Crisi Covid, le conseguenze asimmetriche



Cos’è dunque che può minacciare e cosa invece preserva quel capitale sociale di buona volontà con cui è partito il nuovo governo? Perché noi italiani possiamo pensare ciò che vogliamo di Draghi oggi. Ma se nella ripresa economica del 2021 il Paese restasse di nuovo indietro sull’Europa e sul resto del mondo – come accadde dieci o cinque anni fa – allora presto inizieremmo a dare anche a lui le colpe che non ha, rendendogli il cammino prima accidentato e poi impraticabile.

Paradossalmente questo è più vero se i vaccini riusciranno a vincere la corsa contro il tempo sulle varianti del virus, che nel caso contrario. Nello scenario di un ritorno in emergenza – un lockdown internazionale – allora magari all’inizio i governatori regionali potranno anche protestare. Ma presto la Banca centrale europea allargherebbe ancora il suo sostegno e tutti i governi spenderebbero persino più di oggi per aiutare le popolazioni. I conti si farebbero dopo. Ma se invece i vaccini vincono – come speriamo tutti – allora all’Italia potrebbe non bastare la campagna di somministrazione rapida di cui Draghi ha già capito l’importanza. Perché Covid è una crisi simmetrica che colpisce tutti i Paesi, ma dagli effetti asimmetrici. Per le loro caratteristiche, alcuni Paesi ne sono danneggiati di più e più a lungo. L’Italia purtroppo è fra questi e neanche un’ottima campagna vaccinale può rimuovere del tutto il problema.

Anche con quella il virus è destinato a restare fra noi in forma endemica, più o meno pericolosa ma sostenuta dalle varianti, trasformando per sempre settori che valgono oltre il 15% del reddito degli italiani: turismo, viaggi, ristorazione, eventi culturali, sportivi, fiere, spettacoli, educazione. In quelle aree, per dirla con Draghi, non si torna al mondo di prima semplicemente «riaccendendo la luce». Tutto va ripensato, riprogettato.
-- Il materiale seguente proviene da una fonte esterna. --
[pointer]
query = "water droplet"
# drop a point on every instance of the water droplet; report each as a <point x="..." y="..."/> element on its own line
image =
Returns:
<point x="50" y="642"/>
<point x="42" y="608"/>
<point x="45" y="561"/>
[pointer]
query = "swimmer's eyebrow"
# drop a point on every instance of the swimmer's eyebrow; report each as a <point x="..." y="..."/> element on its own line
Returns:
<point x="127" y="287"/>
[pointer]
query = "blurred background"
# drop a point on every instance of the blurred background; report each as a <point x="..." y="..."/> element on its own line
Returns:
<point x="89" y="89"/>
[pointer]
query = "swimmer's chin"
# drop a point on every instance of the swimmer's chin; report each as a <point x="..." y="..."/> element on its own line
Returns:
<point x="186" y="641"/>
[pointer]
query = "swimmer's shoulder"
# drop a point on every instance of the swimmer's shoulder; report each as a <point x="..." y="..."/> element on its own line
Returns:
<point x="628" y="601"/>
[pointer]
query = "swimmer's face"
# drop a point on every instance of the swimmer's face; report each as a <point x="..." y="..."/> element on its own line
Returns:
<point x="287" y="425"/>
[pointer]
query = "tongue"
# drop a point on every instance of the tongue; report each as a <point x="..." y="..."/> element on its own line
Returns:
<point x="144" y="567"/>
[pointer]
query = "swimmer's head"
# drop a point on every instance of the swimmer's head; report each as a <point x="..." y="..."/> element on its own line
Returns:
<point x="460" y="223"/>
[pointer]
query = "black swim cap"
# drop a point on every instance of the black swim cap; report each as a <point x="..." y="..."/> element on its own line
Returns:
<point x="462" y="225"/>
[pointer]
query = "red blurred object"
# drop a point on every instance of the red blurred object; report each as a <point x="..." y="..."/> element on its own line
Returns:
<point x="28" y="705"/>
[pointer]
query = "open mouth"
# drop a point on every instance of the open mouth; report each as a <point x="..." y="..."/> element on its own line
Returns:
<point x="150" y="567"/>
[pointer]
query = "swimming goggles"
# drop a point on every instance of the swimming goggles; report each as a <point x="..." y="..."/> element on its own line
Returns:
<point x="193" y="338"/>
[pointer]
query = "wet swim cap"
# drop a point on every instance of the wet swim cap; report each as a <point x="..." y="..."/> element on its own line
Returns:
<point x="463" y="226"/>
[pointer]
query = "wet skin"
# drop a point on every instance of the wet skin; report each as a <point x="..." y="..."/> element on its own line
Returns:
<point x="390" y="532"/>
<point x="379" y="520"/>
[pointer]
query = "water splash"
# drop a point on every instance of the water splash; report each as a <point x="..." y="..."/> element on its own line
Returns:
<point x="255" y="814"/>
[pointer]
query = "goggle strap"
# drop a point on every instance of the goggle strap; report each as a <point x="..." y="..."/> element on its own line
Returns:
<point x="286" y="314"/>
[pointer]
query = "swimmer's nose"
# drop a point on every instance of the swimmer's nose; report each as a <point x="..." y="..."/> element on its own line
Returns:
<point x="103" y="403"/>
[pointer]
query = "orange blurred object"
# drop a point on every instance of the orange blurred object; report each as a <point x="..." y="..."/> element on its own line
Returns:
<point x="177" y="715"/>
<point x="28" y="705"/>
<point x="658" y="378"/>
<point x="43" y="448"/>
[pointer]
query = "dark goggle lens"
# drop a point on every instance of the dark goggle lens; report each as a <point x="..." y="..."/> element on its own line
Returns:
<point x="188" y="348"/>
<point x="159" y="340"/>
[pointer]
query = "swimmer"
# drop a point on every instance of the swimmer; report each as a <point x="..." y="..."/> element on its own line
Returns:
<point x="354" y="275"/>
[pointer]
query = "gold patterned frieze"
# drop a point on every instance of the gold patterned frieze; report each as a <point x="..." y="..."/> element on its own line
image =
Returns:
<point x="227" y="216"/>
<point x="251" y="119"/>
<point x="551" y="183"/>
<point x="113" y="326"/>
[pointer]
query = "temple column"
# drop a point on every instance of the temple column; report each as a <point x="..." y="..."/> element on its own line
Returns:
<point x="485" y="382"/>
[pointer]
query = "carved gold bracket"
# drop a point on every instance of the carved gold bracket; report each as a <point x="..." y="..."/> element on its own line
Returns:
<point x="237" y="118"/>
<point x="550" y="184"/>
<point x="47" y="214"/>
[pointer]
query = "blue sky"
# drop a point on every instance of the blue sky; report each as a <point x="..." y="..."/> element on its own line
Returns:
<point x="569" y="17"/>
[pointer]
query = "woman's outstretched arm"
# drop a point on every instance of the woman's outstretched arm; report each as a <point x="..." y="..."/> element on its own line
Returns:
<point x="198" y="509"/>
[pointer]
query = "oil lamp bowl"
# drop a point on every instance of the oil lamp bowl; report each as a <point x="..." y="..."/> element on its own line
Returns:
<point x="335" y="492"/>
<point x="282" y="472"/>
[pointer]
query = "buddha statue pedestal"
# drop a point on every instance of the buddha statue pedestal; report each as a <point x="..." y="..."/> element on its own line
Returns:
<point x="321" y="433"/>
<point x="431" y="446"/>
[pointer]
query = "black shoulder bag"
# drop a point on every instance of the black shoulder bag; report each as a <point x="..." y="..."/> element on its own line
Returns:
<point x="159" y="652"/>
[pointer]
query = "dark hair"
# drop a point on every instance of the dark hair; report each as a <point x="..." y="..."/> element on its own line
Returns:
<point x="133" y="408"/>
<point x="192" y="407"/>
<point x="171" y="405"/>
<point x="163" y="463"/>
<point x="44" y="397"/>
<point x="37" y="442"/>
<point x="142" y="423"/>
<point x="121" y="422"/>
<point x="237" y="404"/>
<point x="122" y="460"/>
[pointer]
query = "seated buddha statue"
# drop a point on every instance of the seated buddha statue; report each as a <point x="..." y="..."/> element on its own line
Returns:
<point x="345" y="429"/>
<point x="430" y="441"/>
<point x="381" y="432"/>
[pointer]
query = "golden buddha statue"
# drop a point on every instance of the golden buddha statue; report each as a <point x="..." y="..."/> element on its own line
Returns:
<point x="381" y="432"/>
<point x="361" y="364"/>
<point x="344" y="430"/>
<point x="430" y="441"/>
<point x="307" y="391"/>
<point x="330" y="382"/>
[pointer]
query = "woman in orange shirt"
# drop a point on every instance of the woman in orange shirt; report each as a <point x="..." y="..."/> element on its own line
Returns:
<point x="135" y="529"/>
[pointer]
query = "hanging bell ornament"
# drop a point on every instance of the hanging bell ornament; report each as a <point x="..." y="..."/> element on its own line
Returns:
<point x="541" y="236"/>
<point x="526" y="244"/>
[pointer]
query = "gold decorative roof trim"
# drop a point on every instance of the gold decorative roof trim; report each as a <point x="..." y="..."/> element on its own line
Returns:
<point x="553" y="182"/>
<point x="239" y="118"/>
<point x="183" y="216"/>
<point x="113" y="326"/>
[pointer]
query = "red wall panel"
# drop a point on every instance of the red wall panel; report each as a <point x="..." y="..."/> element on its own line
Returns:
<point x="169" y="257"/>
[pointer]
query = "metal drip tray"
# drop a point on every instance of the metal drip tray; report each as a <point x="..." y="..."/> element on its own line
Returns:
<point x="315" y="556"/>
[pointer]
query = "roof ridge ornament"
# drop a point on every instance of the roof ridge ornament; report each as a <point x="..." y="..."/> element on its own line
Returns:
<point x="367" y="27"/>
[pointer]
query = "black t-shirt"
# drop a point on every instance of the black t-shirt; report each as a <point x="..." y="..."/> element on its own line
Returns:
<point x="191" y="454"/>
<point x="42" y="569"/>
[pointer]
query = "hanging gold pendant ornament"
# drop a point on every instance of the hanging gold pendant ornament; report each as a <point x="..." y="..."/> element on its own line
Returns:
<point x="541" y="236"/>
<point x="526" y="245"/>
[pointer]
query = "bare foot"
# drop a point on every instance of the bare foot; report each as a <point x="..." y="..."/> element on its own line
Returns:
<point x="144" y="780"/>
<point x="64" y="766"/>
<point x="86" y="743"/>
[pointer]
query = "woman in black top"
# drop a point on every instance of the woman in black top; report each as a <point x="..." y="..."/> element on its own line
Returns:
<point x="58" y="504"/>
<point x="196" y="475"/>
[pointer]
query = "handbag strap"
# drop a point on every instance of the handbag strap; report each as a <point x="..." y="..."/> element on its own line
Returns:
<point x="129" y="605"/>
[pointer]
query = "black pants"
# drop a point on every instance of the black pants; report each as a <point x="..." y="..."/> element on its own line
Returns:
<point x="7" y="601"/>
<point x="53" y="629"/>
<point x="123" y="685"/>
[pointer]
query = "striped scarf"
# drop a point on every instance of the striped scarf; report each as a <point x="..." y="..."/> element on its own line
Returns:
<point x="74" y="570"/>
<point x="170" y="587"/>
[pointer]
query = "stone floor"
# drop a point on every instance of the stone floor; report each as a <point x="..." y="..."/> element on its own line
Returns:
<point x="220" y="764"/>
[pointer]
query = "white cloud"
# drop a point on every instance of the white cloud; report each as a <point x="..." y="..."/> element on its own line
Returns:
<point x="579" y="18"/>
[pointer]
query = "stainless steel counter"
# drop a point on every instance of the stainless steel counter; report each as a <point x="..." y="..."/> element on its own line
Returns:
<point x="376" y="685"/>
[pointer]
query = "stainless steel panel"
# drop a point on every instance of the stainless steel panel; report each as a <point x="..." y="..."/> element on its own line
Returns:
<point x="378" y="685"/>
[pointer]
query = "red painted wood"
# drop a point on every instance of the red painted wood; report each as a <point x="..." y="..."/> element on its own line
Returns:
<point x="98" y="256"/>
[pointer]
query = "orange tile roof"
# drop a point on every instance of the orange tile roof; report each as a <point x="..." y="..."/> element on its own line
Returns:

Sembra inevitabile che il sistema produttivo nel 2021 finisca dunque per espellere quasi mezzo milione di lavoratori oggi imprigionati nel limbo della cassa integrazione. E se il Paese restasse indietro come in altre crisi, mentre il resto d’Europa e gli Stati Uniti ripartono, allora gli italiani non capirebbero. Sarebbe ingiusto, ma non perdonerebbero. Hanno bisogno di vedere che la forbice con il resto del mondo inizia a richiudersi. Per questo il governo parte con una grande urgenza di agire, e agire in fretta.

Sul Recovery, senza troppi annunci, ha già iniziato a muoversi. A tutti i ministeri coinvolti è stato chiesto di formare una task force di dieci o quindici persone responsabili anche del confronto di merito con Bruxelles sui progetti che le riguardano. Di molti andranno precisati tempi, tappe, indicatori di performance e coerenza con gli obiettivi generali, ma il lavoro fatto fin qui non finirà nel cestino. Per ora resta anche l’orientamento a varare investimenti netti supplementari per circa 120 miliardi, mentre altri novanta vanno a finanziare piani preesistenti in modo da non generare troppo debito pubblico in più. Sono soprattutto il metodo e l’organizzazione del Recovery che diventano più razionali. «Stiamo facendo quel che dovevamo fare a luglio», osserva un funzionario.

Ma in queste condizioni rischia di non bastare, va accelerata la messa a terra degli investimenti fin dall’inizio dell’estate. La Spagna mostra già la via anticipando con fondi nazionali il dispiegamento immediato di parte dei piani, senza aspettare i bonifici da Bruxelles. L’Italia potrebbe farlo per esempio offrendo incentivi alle agenzie private se queste formano, orientano e ricollocano i tantissimi giovani, donne e ex autonomi o dipendenti di piccole imprese che devono tornare a lavorare con dignità.

Si può pensare anche a procedure semplificate per chi in questa fase vuole lanciare una nuova impresa. Un sondaggio europeo mostra come in Italia il fattore che frena di più gli investimenti privati sia «l’incertezza sul futuro»: il problema numero uno citato dal 96% di coloro che decidono di non investire, il livello più alto d’Europa. Se non vogliamo trovarci fra dieci anni a pagare di nuovo il prezzo politico del rancore (malriposto) verso un altro governo tecnico, il momento di aiutare Draghi ad aiutarci è ora. Per tutti.